When we consistently outsource the act of thinking, we slowly lose the ability to reason deeply about the work itself. The output may look technically correct, but our internal mental model of why it works (and where it might fail) becomes thinner over time.
AI is excellent at removing productive friction. But in engineering, friction is often where learning happens. Wrestling with a difficult bug, tracing a production incident, or working through an architectural trade-off is how intuition and system understanding are built.
If a model generates the design, the code, and even the explanation, it becomes easy to move work forward without ever really owning the logic. The system looks faster, while the capability inside the system quietly degrades.

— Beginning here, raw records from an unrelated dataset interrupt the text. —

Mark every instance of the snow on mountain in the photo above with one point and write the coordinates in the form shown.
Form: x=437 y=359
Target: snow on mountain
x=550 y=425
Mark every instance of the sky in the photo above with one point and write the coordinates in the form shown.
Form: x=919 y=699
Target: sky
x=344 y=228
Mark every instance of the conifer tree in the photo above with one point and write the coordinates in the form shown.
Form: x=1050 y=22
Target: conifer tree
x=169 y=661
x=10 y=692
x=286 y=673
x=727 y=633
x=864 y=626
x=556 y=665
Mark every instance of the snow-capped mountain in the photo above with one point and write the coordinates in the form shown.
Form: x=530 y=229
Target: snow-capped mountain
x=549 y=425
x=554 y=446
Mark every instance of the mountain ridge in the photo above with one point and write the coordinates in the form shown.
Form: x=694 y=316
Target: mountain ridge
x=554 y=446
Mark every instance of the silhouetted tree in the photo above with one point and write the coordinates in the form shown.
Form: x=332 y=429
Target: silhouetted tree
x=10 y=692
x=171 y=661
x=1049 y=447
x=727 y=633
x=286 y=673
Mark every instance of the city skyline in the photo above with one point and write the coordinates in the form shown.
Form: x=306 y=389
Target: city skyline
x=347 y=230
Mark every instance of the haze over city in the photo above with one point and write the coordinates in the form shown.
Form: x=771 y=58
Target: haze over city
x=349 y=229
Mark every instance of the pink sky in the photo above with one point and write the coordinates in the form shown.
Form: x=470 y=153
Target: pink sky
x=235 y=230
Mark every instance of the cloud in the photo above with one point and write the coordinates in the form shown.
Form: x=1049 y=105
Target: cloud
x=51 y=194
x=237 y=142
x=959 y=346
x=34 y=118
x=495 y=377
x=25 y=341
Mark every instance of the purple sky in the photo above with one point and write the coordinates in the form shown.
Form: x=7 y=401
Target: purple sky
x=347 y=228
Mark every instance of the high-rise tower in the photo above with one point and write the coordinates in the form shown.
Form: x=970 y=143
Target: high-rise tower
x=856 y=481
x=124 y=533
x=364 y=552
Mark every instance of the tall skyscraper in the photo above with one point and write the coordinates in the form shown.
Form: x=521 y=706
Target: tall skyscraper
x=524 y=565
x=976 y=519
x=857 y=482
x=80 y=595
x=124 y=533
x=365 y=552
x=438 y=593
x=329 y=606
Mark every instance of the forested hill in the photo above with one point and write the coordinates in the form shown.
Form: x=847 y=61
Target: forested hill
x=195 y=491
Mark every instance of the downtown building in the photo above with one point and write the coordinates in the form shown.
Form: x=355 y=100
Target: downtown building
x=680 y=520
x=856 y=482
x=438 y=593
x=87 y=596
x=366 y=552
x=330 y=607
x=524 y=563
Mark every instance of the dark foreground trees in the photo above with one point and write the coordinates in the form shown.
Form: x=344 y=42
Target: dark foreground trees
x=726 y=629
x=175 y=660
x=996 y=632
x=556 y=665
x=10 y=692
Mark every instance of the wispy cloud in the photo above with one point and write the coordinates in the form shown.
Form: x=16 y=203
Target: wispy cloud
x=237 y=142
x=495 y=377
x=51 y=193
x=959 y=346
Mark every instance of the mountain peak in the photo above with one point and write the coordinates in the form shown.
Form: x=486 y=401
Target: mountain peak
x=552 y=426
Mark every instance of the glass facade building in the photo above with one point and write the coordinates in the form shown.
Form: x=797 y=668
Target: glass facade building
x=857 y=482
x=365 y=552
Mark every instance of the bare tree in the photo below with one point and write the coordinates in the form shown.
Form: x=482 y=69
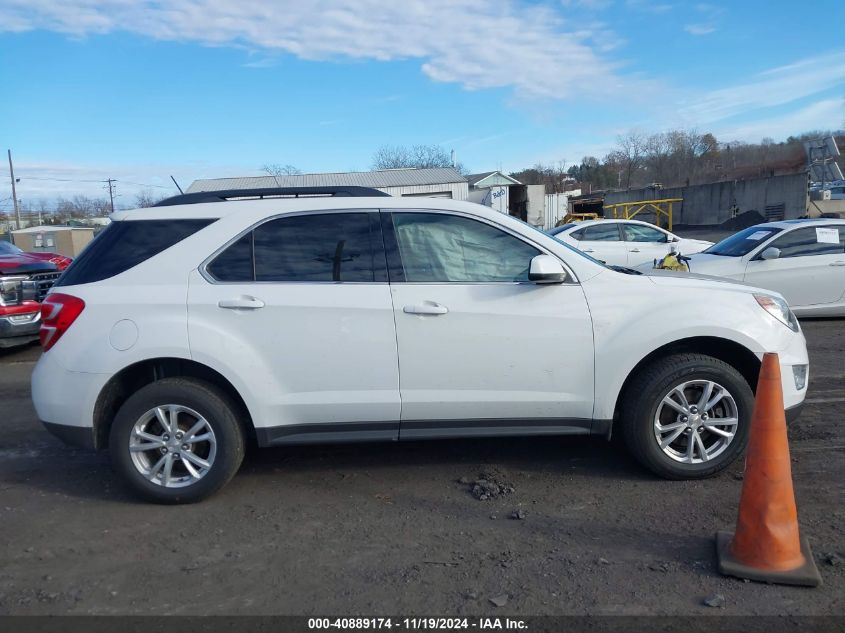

When solutions become cheap
This is also changing what experience and seniority mean, it used to be easy to recognise seniority in the ability to implement solutions quickly and confidently. With AI support, that signal becomes weaker. The difficult part is no longer producing a solution, but deciding whether the solution makes sense in the system it will live in.
AI can generate plausible answers almost instantly, but plausibility is not the same as fit. Deciding what belongs in a particular system still requires an understanding of constraints, history, and trade-offs.
These are the kinds of decisions that teams already deal with:
- deciding where to reduce batch size
- choosing what to automate first
- balancing short-term speed with long-term stability
- understanding system constraints and unintended consequences
These capabilities don’t disappear with AI. If anything, they become the main source of advantage.
Using AI without losing comprehension
Avoiding cognitive atrophy requires being intentional about how we integrate AI into daily work. Here are a few principles that I’ve found to be useful:
Start with the problem Before using AI, articulate the problem yourself. Define constraints, risks, and desired outcomes. This mirrors understanding your value stream before optimising it. If you cannot explain the problem clearly, the solution will not be trustworthy.
Treat AI as an accelerator Let it draft, explore, and suggest. Keep ownership of structure, decisions, and logic. If you can’t explain the solution without the tool, you don’t truly own it.
Optimise for learning In DevOps we know that speed without feedback creates instability. The same applies cognitively. If throughput rises while learning falls, we are accumulating technical and human debt.
Capability and comprehension
AI will unquestionably increase delivery capacity. But faster output does not automatically translate into stronger capability. A team can move quickly while its understanding of the system gradually becomes thinner.
Adopting the tool is easy. Preserving and growing the capability to understand the result is harder, and that is where the real advantage lies.